Insurers never intended to require testing that wasn’t already obtained by the applicant. The focus was entirely on having applicants share testing results already in their hands. This detail was lost in the media hype around the right to privacy and the malevolent overlords of Canada’s evil insurance empire. What could go wrong by denying disclosure of genetic tests already performed? Intuitively every non-smoker that eats a healthy diet and exercises regularly knows that they should get a better rate for insurance than the chain-smoking couch potato motorcycle daredevil that lives next door. Did anyone manage to explain that a key purpose of underwriting was to keep these two distinct risks in different insurance pools?

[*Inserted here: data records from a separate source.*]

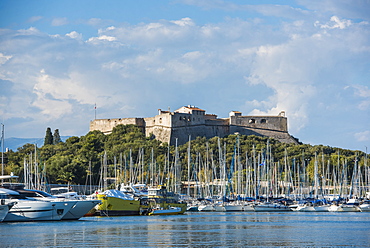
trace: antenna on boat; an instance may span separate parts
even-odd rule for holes
[[[1,175],[4,176],[4,124],[1,123]],[[1,179],[3,183],[4,180]]]

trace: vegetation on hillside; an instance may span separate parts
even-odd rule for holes
[[[305,167],[311,178],[315,156],[320,168],[346,164],[349,178],[356,162],[360,168],[366,164],[365,153],[361,151],[323,145],[285,144],[259,136],[229,135],[211,139],[197,137],[191,141],[191,158],[188,160],[189,144],[178,148],[169,147],[153,137],[145,137],[134,125],[118,125],[108,135],[100,131],[91,131],[82,137],[70,137],[65,142],[60,141],[57,130],[54,134],[57,137],[54,137],[54,140],[50,135],[51,130],[48,129],[43,147],[35,149],[33,144],[26,144],[17,151],[6,152],[5,174],[13,172],[22,177],[24,164],[37,163],[40,173],[46,176],[48,183],[85,184],[87,176],[91,175],[93,184],[98,184],[102,164],[106,160],[108,176],[118,175],[121,181],[128,181],[129,175],[132,176],[132,173],[129,173],[131,166],[136,168],[136,179],[148,183],[153,176],[150,174],[150,168],[156,168],[155,173],[163,174],[176,160],[182,180],[187,180],[188,162],[192,170],[196,163],[202,166],[212,164],[219,170],[219,158],[225,158],[229,170],[236,153],[244,164],[247,160],[263,163],[268,159],[272,164],[288,163],[292,170],[294,166]],[[137,169],[139,165],[141,170]]]

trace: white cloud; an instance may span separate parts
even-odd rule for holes
[[[98,37],[91,37],[88,41],[89,42],[96,42],[96,41],[115,41],[115,40],[117,40],[116,37],[101,35],[101,36],[98,36]]]
[[[38,20],[41,20],[42,16],[32,16],[30,19],[28,19],[28,22],[37,22]]]
[[[66,34],[66,36],[72,38],[72,39],[77,39],[77,40],[81,40],[82,39],[82,34],[80,33],[77,33],[76,31],[72,31],[68,34]]]
[[[333,28],[339,28],[339,29],[344,29],[352,25],[351,20],[340,20],[339,17],[337,16],[332,16],[330,18],[330,22],[326,24],[320,24],[320,22],[315,22],[315,26],[319,26],[321,28],[328,28],[328,29],[333,29]]]
[[[357,141],[369,141],[370,131],[363,131],[363,132],[355,133],[355,139]]]
[[[370,93],[360,85],[367,80],[369,26],[339,15],[312,12],[308,18],[294,8],[278,10],[302,12],[301,19],[225,18],[200,25],[186,17],[114,26],[90,19],[100,29],[86,42],[76,31],[53,37],[36,28],[0,31],[0,79],[11,82],[11,93],[0,94],[11,103],[4,114],[40,125],[81,118],[76,128],[85,130],[95,102],[100,118],[153,116],[157,108],[191,102],[219,116],[231,109],[284,110],[290,131],[310,140],[312,125],[331,131],[317,121],[328,114],[338,128],[348,125],[343,115],[366,123]],[[348,82],[357,85],[355,96],[343,89]],[[352,136],[364,130],[351,128]]]
[[[6,63],[12,57],[13,57],[12,55],[4,55],[0,53],[0,65]]]
[[[194,26],[194,22],[189,17],[182,18],[181,20],[171,21],[172,23],[175,23],[179,26]]]
[[[66,17],[54,18],[51,21],[52,26],[64,26],[66,24],[68,24],[68,19]]]

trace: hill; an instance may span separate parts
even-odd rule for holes
[[[71,136],[61,136],[63,142],[66,141]],[[36,144],[37,147],[42,147],[44,145],[44,138],[6,138],[4,139],[4,147],[5,149],[17,151],[18,147],[22,147],[25,144]],[[1,147],[1,143],[0,143]]]

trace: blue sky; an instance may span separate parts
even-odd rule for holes
[[[277,115],[304,143],[370,147],[370,2],[0,1],[6,137],[195,105]]]

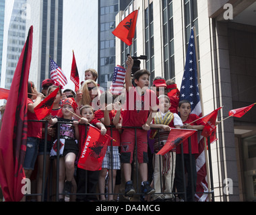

I can already hear defenders of the decision saying it is no big deal because the big rich insurance company can afford a few extra payouts for people that had some undisclosed illness like Huntington’s disease. While this might be true in the short-term, it’s a misunderstanding about how insurance works over the long-term. Over the long-term, insurers look at the total claims in a pool of policyholders and adjust the total price to cover not only the cost of the claims but also administrative expenses and profits. If a greater number of policyholders with hidden illnesses gain coverage at the ‘healthy’ rate of insurance – the cost to the entire pool goes up and all policyholders pay a little extra to compensate for the insurer’s inability to tell the healthy and unhealthy apart. The bottom line is that it won’t be the insurance company paying for the cost of the legislation – it will be other policyholders. Worse, if healthy applicants start to realize the underwriting system is no longer fair for them, they may forgo needed insurance to protect their beneficiaries – again, this is bad public policy.
Now before you get headstrong and march down to your local MP to argue that this legislation has not been thought through, let’s all take a deep breath. There are times when public policy comes ahead of good actuarial science. Underwriting life insurance based upon race has been outlawed for decades. In defined benefit pension plans, commuted values don’t factor in gender so females get a little less than they should and males get a little more (or a lot less/more depending how skewed the membership profile). My three boys will be happy when car insurers can no longer use gender in setting auto rates.
When I was young, I didn’t think much about privacy and avoiding unwanted intrusion from the government. Recent discussions about contact tracing apps reawakens us all to the trade-off between personal privacy and the public good. Laws can change and we can afford to give this law time to settle in and we can re-evaluate the trade-offs that we are making and decide later if our government got it right or wrong.
In the meantime, if I can, I am hoping to avoid genetic testing since finding out my future is not something on which I am keen. I prefer to remain optimistic that I have lots more time to pursue my passions and if it turns out that I don’t then that will be a problem for my beneficiaries and not me.